For all the emotions, the proposed method achieved better precision or equal precision value when compared existing method and achieved maximum of 0.89 for neutral emotion and minimum of 0.72 for fear emotion. For fear emotion Azur application achieved better recall value when compared to proposed precision value. Figure 14 shows the graphical representation of recall achieved in proposed work which shows that proposed work achieved better values for all the eight emotions taken for consideration, so proposed work outperforms with maximum Recall value of 0.89. The higher recall value leads to comprehensive emotion detection, reduced missed emotions and very effective in real world scenarios. In situations where missing an emotion could lead to incorrect decisions or judgments, higher recall is crucial to prevent unfair or biased outcomes.
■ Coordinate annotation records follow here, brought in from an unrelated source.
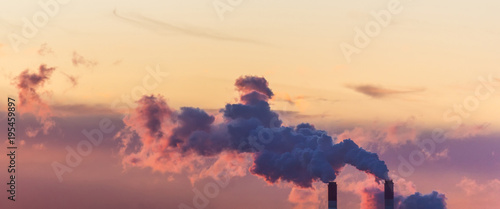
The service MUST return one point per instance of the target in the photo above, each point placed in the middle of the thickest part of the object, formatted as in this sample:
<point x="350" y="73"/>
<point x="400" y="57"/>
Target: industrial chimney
<point x="389" y="194"/>
<point x="332" y="195"/>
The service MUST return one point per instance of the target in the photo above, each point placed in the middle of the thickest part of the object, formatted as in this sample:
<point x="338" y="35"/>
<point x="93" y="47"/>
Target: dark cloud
<point x="28" y="85"/>
<point x="380" y="92"/>
<point x="300" y="154"/>
<point x="79" y="60"/>
<point x="373" y="198"/>
<point x="72" y="79"/>
<point x="253" y="83"/>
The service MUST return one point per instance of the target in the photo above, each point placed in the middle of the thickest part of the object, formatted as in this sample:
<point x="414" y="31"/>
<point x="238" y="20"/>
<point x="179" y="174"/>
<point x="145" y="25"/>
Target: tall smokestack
<point x="332" y="195"/>
<point x="389" y="194"/>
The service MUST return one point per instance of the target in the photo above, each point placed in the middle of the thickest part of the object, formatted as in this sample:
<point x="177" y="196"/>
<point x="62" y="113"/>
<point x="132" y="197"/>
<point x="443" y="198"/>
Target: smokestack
<point x="389" y="194"/>
<point x="332" y="195"/>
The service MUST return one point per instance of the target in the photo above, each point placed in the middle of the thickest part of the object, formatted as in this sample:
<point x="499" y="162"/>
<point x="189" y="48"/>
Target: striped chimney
<point x="332" y="195"/>
<point x="389" y="194"/>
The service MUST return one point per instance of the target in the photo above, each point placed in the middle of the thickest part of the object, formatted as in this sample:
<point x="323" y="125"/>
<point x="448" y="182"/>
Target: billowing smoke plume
<point x="300" y="154"/>
<point x="28" y="85"/>
<point x="373" y="198"/>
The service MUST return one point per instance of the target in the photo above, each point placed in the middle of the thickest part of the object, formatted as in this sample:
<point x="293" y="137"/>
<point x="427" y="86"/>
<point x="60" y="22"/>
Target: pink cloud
<point x="30" y="101"/>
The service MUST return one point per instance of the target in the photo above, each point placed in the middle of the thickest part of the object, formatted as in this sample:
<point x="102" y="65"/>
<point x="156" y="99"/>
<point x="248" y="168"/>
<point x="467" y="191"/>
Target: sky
<point x="415" y="82"/>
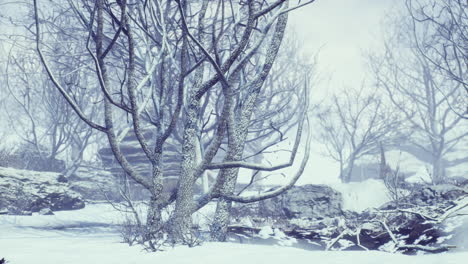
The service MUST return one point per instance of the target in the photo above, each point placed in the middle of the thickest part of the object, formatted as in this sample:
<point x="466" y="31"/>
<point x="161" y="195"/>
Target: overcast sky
<point x="342" y="30"/>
Comparative analysis of different emotion applications (Recall).
The best recognition were detected in proposed method, where it was obtained almost 98% in the MMI database. We saw that facial images with extreme exhibited expressions recorded the best results. The outcome shows that the arrangement of the muscles around the eyes and the mouths are the most dependable decisive for auto facial expressions emotions. This accounts why recognition in the neutral face is poor. Thus the gain in these muscle arrangement increases the quality of auto recognition. The execution time for a pixel of size 100×100 is 2.3 Secs. Figure 15 and Table 7 shows the comparative performance of execution time with other famous organization’s face emotion recognition application. Having a lesser execution time in facial emotion analysis offers several advantages that can enhance the usability, responsiveness, and efficiency of the analysis process. It helps to achieve quick decision making, Efficient resource utilization, reduced latency, and In scenarios where emotion analysis needs to be performed on a large volume of data or in a crowd, reducing execution time allows for more efficient processing and quicker insights.

Comparative analysis: Execution time.
Comparative analysis: Execution time
We recorded an average recognition rate of 97.6% in MMI Database. The confusion matrix shows the performance of the proposed algorithms based on the recognition rate. Table 8 and Fig. 16 shows the confusion matrix and its pictorial representation. It represents that the proposed method done good classification of all emotions with higher accuracy, precision and sensitivity for the taken MMI database.
Confusion matrix

Performance analysis: Confusion matrix.
This study uses a variety of cutting-edge strategies to increase the recognition rate of the facial expression recognition system. The Cascaded Object Detection was used to carry out face detection. To lower the computational cost and prevent mis classification, features are extracted using MRBE and MSER Algorithms. A fast R-CNN classifier was fed the chosen features. Thus, sample datasets from MMI face expression databases are used to train the network. The average recognition rate in the MMI database is 97.6 %, and the execution time for a pixel with a size of 100×100 is 2.1 seconds. The performance of the suggested method is exceptional when compared to other ways. The study’s findings also demonstrate that automatic expression identification is approximately 100% accurate when detecting surprise, disgust, and happiness. The accuracy of mild emotions like sadness, fear, and contempt are lower. However, when anxiety is at its height, recognition accuracy can be quite precise due to the importance of facial deformations around the mouth and eyes. The number of neurons may be increased to accommodate expressions that recorded lower values in the future when recognition accuracy is improved. Emotions involve dynamic transitions, and relying solely on a single frame’s analysis might miss valuable information. Future work in facial emotion analysis is likely to focus on addressing existing challenges, improving accuracy, and expanding the application of emotion analysis technologies by multi-modal analysis, dynamic emotion analysis, cross cultural and age group analysis in real world applications with the help of Artificial Intelligence methods.